We’ve all been there. A loved one is sick or in need but because you live across the country or in another country, you feel helpless to provide any practical support. It’s a desperate feeling.
This past fall I got a FB message from the wife of a old work colleague who had taken that desperate feeling in Seattle and turned it into virtual action. Her Dad was going through prostate cancer treatment in London and so she reached out to the handful of people she knew living in London and asked if any of us might be willing to bring him a meal. Take-out was fine, text was not. A proper phone call would be best. People responded immediately.
That’s how I met John and his partner George. It was a quick drop off of Syrian food at their flat in Covent Garden, but even in the eye of the treatment storm, they beamed with appreciativeness and interest. It was late October and I had just recently come back from signing the papers on our new holiday house in France and mentioned it in passing. Through a few follow up questions - Condom as our nearest town always gets a rise - we discovered that they had a very close English friend who also had a holiday house in the same region (the Gers) of South West France.
Fast forward to last Tuesday when my phone rang as I was driving on the outskirts of Condom. It was John. The connection wasn’t good but through his more tech savvy daughter, I knew he and George were in the Gers visiting their friend Allison. After playing cell phone coverage cat and mouse, they invited me over to Allison’s house the next day. They kindly invited the boys too but with the combination of their cycling plans and the tangential line connecting this 60+ crowd to any person they remotely knew, I let them coast pass this invitation.
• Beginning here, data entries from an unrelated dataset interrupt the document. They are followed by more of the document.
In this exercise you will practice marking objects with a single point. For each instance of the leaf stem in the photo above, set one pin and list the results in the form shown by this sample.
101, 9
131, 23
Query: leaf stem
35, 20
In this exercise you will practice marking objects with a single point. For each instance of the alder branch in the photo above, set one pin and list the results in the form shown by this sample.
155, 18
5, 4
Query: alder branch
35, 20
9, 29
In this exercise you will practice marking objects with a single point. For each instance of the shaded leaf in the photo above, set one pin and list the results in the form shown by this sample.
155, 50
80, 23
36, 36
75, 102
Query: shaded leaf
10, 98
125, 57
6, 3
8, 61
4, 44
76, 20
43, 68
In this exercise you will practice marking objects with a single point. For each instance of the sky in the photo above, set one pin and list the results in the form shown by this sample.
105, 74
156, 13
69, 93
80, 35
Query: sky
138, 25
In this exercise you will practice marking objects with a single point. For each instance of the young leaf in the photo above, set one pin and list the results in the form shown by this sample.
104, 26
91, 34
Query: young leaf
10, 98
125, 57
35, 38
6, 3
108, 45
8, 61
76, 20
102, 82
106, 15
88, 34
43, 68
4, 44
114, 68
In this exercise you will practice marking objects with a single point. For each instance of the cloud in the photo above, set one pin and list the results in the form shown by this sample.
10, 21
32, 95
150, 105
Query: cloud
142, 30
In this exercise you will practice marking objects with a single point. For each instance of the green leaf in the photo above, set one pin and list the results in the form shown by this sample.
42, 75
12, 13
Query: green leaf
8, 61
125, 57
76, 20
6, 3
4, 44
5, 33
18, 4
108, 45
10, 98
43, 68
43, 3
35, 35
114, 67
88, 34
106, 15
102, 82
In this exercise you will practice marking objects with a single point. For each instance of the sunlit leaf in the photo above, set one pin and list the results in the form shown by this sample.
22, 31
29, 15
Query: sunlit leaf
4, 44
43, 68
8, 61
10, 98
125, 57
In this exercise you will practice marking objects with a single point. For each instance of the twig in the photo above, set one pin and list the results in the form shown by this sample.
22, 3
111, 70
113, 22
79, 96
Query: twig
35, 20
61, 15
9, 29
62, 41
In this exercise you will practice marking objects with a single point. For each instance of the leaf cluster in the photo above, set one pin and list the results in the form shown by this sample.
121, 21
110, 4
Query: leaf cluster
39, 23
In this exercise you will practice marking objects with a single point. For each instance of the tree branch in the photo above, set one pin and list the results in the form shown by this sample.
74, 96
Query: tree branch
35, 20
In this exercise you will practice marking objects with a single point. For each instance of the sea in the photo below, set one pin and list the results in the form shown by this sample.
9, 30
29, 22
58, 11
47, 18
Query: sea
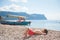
47, 24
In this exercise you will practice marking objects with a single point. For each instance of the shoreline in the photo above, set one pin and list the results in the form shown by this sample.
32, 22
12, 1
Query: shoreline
14, 32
This time I showed up with a bottle of Rose. Allison’s house was only a 15 minute drive from my house, which in the French countryside, is to say we are nearly neighbours. The first stroke of serendipity.
As I was introducing myself to Allison in her beautifully renovated farmhouse at the edge of a countryside hamlet, she asked whereabouts in London I lived. As I started to geolocate my London house with landmarks very unlike the open fields we were looking at, she flashed with recognition. She had lived in the same neighbourhood years ago. But when she said the name of the street, I nearly choked on my Rose. In a city of nearly 9 million people, we lived on the exact same small terrace street of only 22 houses, only 15 years apart. She lived in #2 and I now live in #20. Needless to say, the second stroke of serendipity came in with swagger.
It was delightful to spend time with John, George and Allison - who are all fascinating and warm people — and talk about further get togethers both in London and France. They sent me off with the fill of some wonderful stories, including tales of John’s 70th destination birthday party in India now 10 years in the rear view mirror. They also sent me with directions to a farmer down the road whose fresh basil was not to be missed. Serendipity made sure I got their last bunch plus a free melon because “I was a friend of Allison.”
I couldn’t help but think that the compounding delight of the day started from a place of desperation. How an email from a worried daughter in Seattle could be used to help someone meet their neighbour in the countryside of France. This was a thread we could follow but there are so many unseen threads when someone rises up in love to help.
Yesterday was the annual garden party for our terrace in London. Having been the past two summers, I was sorry to miss it this year. But then again, being with a terrace alumni in a garden of box-hedges, lavender and roses, maybe I didn’t miss it entirely.